- Active: 23 November 1941 – 18 January 1943
- Allegiance: Nazi Germany
- Branch: Schutzmannschaft Estonian Auxiliary Police
- Type: Auxiliary police
- Role: Rear security
- Size: Battalion (438 as of August 1942)
- Part of: SS of Nazi Germany
- Engagements: Nazi security warfare Battle of Stalingrad

Commanders
- Notable commanders: Harald Riipalu

= 36th Estonian Police Battalion =

Nazi Germany auxiliary police unit

36th Estonian Police Battalion (also known as Schutzmannschaft Front Bataillon 36 Arensburg (German) and 36. Kaitse Rindepataljon (Estonian)) was an Estonian rear-security unit during World War II that operated under command of the German SS.

==Operational history==
The 36th Estonian Police Battalion was established on 23 November 1941 in western Estonia and on Estonian islands. Between May and August 1942, the battalion was in training and received reinforcements from other units, bringing its total strength to 23 officers, 161 non-commissioned officers, and 254 troops.
It participated at Anti-partisan operations in Belarus and guarded the prisoner-of-war camps in the coal mines of Stalino and Makeyevka. From 22 November to 31 December 1942 the battalion took part of the Battle of Stalingrad. Having had 39 killed, 97 wounded, and 11 missing, the battalion was brought back to Estonia in January 1943 and disbanded, with many men joining the Estonian Legion.

The 36th battalion was formed again in May 1943, and in autumn was sent to the front at Nevel where it was merged into the 288th battalion.

==Massacre at Novogrudok==
On 6 and 7 August 3000 to 5000 Jews were killed in the area of Novogrudok, Belarus. The 36th battalion was in the area from 4 August to 25 August 1942. The battalion's 16 August report said that the battalion was engaged in "fighting against partisans".

According to the Estonian International Commission for Investigation of Crimes Against Humanity, "the 36th Police Battalion participated on August 7, 1942 in the gathering together and shooting of almost all Jews still surviving in the town of Novogrudok". The Commission's report noted:

In the published records, this unit was described as fighting against partisans at the time.
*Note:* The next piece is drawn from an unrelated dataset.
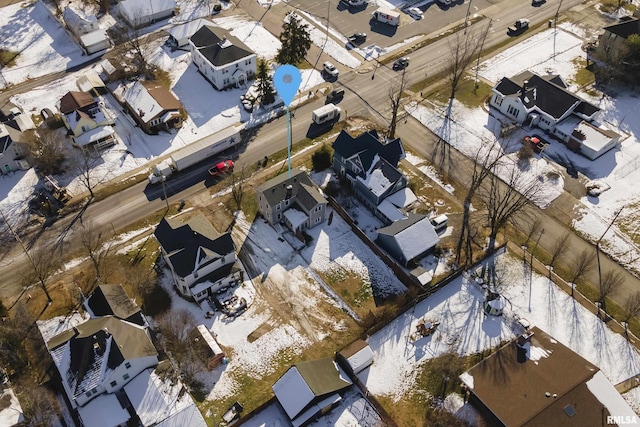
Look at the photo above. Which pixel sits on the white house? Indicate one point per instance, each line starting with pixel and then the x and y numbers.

The Commission believes that although there clearly were numerous engagements between police units and partisans, "fighting against partisans" and "guarding prisoner of war camps" were at times ways of describing participation in actions against civilians, including Jews.

The Estonian Internal Security Service (KaPo) investigation into the battalion's activities concluded that there was no evidence about participation in war crimes or crimes against humanity.